Cornelius Ssempala is a lecturer at the School of Education, Makerere University, Uganda. He lectures in Sociology and Philosophy of Education. He holds a PhD in education from the United Kingdom. His research area covers education and conflict, teacher professional ethics and child rights (education of minorities). For the last three years he has participated in a collaborative research project on education in post-conflict areas with a focus on Northern Uganda. He has undertaken research in teacher education, especially professional ethics. The collaboration with the partners (Queen’s University Belfast, Northern Ireland, Kigali Institute of Education, Rwanda, and Fourah Bay College, Sierra Leone) has enabled him to gain more insights into education in post-conflict areas.

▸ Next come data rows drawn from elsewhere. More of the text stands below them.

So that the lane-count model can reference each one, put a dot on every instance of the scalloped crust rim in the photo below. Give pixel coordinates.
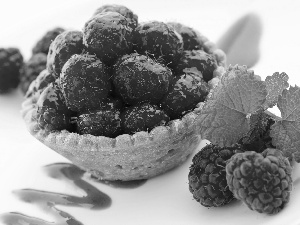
(127, 157)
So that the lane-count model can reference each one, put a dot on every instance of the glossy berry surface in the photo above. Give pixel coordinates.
(100, 123)
(62, 48)
(207, 175)
(32, 69)
(123, 10)
(185, 93)
(52, 113)
(137, 78)
(198, 62)
(41, 82)
(262, 181)
(85, 83)
(142, 117)
(159, 41)
(43, 44)
(190, 37)
(108, 35)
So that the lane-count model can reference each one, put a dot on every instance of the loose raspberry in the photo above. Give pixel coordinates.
(207, 176)
(261, 180)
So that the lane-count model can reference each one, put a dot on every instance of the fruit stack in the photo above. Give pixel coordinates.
(118, 98)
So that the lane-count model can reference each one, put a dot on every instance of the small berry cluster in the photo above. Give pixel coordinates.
(38, 60)
(121, 76)
(260, 179)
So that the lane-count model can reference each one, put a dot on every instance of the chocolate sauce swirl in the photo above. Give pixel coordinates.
(94, 198)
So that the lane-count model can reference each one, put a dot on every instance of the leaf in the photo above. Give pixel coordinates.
(275, 85)
(241, 41)
(286, 132)
(225, 116)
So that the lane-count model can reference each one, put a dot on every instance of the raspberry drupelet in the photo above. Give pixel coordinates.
(108, 35)
(137, 78)
(85, 82)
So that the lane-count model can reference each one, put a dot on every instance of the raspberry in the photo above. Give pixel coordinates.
(108, 35)
(190, 37)
(160, 41)
(32, 69)
(142, 117)
(100, 123)
(138, 78)
(261, 180)
(11, 62)
(85, 83)
(42, 46)
(198, 62)
(124, 11)
(40, 82)
(111, 103)
(207, 175)
(62, 48)
(52, 113)
(185, 93)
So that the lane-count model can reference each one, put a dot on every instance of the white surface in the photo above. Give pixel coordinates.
(164, 199)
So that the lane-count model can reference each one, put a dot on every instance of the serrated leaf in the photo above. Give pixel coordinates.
(275, 85)
(225, 116)
(286, 132)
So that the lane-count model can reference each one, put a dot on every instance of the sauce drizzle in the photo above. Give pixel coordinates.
(94, 198)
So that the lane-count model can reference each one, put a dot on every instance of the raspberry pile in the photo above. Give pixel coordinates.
(261, 180)
(38, 60)
(120, 76)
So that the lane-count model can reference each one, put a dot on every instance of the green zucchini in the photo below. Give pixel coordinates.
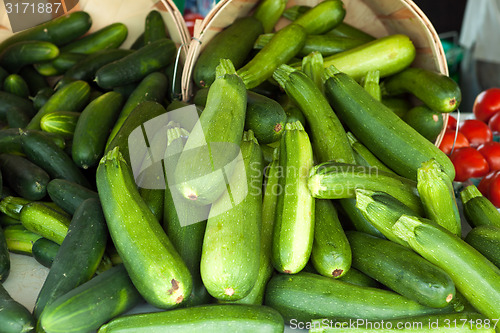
(486, 239)
(233, 229)
(91, 304)
(20, 54)
(214, 142)
(92, 129)
(438, 91)
(152, 262)
(397, 144)
(137, 65)
(331, 253)
(62, 123)
(284, 45)
(328, 136)
(51, 158)
(478, 210)
(87, 232)
(210, 318)
(474, 276)
(15, 318)
(306, 296)
(294, 222)
(242, 32)
(24, 177)
(401, 269)
(71, 97)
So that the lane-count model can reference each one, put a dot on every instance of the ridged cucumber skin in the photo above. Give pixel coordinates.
(328, 136)
(397, 144)
(152, 88)
(14, 317)
(306, 296)
(72, 97)
(214, 141)
(439, 92)
(59, 31)
(87, 232)
(333, 180)
(401, 269)
(235, 232)
(294, 221)
(154, 266)
(243, 32)
(284, 45)
(93, 127)
(331, 253)
(91, 304)
(486, 239)
(20, 54)
(474, 276)
(322, 18)
(24, 177)
(211, 318)
(137, 65)
(44, 251)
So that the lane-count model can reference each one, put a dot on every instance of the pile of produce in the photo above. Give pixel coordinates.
(307, 192)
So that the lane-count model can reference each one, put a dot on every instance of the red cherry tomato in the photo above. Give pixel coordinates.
(476, 132)
(487, 103)
(452, 123)
(491, 151)
(447, 142)
(468, 163)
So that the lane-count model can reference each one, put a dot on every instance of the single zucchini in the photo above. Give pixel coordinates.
(294, 222)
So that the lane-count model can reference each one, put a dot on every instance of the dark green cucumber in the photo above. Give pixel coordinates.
(59, 31)
(401, 269)
(71, 97)
(87, 232)
(93, 127)
(152, 88)
(331, 254)
(20, 54)
(322, 18)
(155, 267)
(393, 141)
(333, 180)
(45, 221)
(474, 276)
(14, 317)
(15, 84)
(62, 123)
(134, 67)
(51, 158)
(91, 304)
(242, 32)
(85, 70)
(294, 222)
(307, 296)
(486, 239)
(328, 136)
(44, 251)
(235, 232)
(439, 92)
(478, 210)
(154, 28)
(24, 177)
(284, 45)
(19, 239)
(211, 318)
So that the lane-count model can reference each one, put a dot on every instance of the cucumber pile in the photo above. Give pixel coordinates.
(308, 191)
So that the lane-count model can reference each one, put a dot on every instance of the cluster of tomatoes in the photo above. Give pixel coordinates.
(472, 148)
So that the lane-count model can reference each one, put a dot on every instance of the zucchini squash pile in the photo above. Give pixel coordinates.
(307, 192)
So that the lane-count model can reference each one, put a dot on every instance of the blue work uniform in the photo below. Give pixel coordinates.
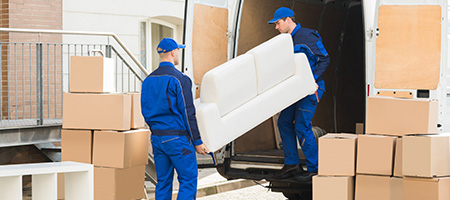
(168, 109)
(309, 42)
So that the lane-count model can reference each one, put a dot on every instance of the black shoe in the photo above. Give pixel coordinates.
(288, 171)
(305, 176)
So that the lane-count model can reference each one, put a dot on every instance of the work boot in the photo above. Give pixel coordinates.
(305, 176)
(288, 171)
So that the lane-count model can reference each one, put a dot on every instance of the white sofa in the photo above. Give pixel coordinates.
(249, 89)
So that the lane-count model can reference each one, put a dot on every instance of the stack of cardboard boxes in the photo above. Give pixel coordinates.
(336, 173)
(104, 128)
(399, 157)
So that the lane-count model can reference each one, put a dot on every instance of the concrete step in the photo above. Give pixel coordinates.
(209, 182)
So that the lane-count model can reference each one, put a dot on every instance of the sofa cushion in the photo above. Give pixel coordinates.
(231, 84)
(274, 60)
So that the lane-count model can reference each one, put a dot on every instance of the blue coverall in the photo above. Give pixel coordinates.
(168, 109)
(295, 121)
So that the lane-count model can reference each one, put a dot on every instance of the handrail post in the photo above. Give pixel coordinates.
(39, 85)
(108, 50)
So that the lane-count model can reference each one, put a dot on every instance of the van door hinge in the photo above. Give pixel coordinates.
(371, 33)
(230, 35)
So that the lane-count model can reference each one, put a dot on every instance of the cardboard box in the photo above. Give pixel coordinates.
(337, 155)
(398, 162)
(396, 188)
(129, 148)
(401, 116)
(97, 111)
(375, 154)
(137, 120)
(119, 184)
(426, 188)
(372, 187)
(76, 145)
(333, 187)
(92, 74)
(426, 155)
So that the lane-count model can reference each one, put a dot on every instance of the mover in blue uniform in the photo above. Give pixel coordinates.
(168, 109)
(295, 121)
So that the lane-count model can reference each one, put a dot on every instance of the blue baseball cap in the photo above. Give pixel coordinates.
(168, 44)
(281, 13)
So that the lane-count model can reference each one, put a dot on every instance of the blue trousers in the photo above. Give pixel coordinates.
(175, 152)
(295, 123)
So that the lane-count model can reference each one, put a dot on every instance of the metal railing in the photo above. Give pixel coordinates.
(34, 75)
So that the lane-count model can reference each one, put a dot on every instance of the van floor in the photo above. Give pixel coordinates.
(265, 156)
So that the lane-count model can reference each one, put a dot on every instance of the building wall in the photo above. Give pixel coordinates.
(122, 18)
(18, 59)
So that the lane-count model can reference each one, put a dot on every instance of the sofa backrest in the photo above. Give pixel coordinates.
(231, 84)
(274, 60)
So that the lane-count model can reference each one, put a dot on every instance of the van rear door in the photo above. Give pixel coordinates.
(405, 48)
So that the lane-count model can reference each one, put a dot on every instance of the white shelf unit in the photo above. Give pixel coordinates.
(79, 180)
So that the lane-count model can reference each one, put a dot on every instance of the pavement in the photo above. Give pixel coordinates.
(210, 182)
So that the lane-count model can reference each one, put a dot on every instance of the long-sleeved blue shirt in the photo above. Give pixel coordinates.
(308, 41)
(167, 103)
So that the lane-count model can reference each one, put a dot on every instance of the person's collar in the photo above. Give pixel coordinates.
(166, 63)
(296, 29)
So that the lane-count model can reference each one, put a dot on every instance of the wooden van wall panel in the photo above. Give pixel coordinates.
(408, 47)
(209, 37)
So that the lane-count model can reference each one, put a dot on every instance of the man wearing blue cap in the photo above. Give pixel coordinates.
(295, 121)
(168, 109)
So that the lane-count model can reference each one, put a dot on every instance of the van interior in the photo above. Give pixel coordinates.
(340, 24)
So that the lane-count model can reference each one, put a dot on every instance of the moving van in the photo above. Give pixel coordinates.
(390, 48)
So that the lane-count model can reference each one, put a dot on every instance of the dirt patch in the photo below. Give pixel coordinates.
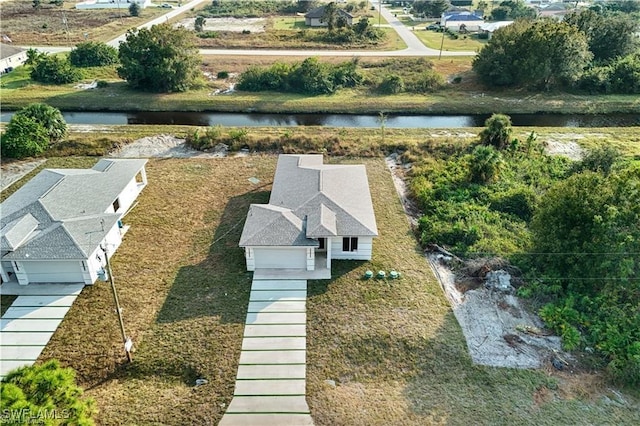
(15, 170)
(236, 25)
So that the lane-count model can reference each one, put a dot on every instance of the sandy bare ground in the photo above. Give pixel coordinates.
(499, 332)
(255, 25)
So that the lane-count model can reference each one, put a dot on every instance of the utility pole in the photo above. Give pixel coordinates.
(128, 344)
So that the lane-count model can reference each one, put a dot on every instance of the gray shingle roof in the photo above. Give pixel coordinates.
(333, 199)
(61, 213)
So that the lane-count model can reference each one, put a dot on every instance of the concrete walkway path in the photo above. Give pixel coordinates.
(27, 326)
(271, 381)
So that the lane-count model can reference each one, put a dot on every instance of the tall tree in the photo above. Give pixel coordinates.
(541, 54)
(160, 59)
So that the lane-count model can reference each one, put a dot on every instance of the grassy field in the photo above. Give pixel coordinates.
(393, 348)
(45, 27)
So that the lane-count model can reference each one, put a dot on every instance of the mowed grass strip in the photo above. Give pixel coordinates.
(184, 291)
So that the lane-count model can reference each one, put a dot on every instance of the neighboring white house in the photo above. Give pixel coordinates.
(57, 227)
(11, 57)
(112, 4)
(316, 212)
(315, 17)
(466, 20)
(490, 27)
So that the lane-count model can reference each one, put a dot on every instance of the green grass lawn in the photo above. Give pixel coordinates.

Peter Ssenkusu is a lecturer in the Department of Foundations and Management, School of Education, Makerere University, Uganda. He is currently undertaking a PhD focusing on civil violence and primary school leadership in Northern Uganda (1986-2007). He also has an International Advanced Diploma in child rights, classroom and school management from Lund University, Sweden. His areas of interest are education and civil violence, child rights, and school management.
Lindsay Stark, MPH, DrPH is Professor at Columbia University, New York, USA in the Program on Forced Migration and Health. Her work focuses on developing and piloting new methodologies to measure protection concerns and program response. She has helped pioneer the development of instruments such as the Neighborhood Method to assess incidence of human rights violations and a Participatory Ranking Method that has been included as part of both the World Health Organization Assessment Tool Kit and the Inter-agency Child Protection Assessment Resource Kit. Dr Stark has led assessment and evaluation projects in Africa, Asia and the Middle East with a range of UN, government and NGO partners. She is currently Director of Research and Curriculum for the newly established Center on Child Protection in Indonesia – a collaboration between Columbia University, the University of Indonesia and UNICEF.
Michael Wessells, PhD, is Professor at Columbia University, New York, USA in the Program on Forced Migration and Health and Professor Emeritus at Randolph-Macon College. He has served as President of the Division of Peace Psychology of the American Psychological Association and of Psychologists for Social Responsibility and as Co-Chair of the InterAction Protection Working Group. He is former Co-Chair of the Inter-Agency Standing Committee (UN-NGO) Task Force on Mental Health and Psychosocial Support in Emergency Settings which developed the first inter-agency, consensus guidelines for the field of mental health and psychosocial support in humanitarian crises. Currently, he is co-focal point on mental health and psychosocial support for the revision of the Sphere humanitarian standards. He has conducted extensive research on the holistic impacts of war and political violence on children, and he is author of Child Soldiers: from violence to protection (Harvard University Press, 2006). He regularly advises UN agencies, governments, and donors on issues of psychosocial support. Throughout Africa and Asia, he helps to develop community-based, culturally grounded programs that assist people affected by armed conflict.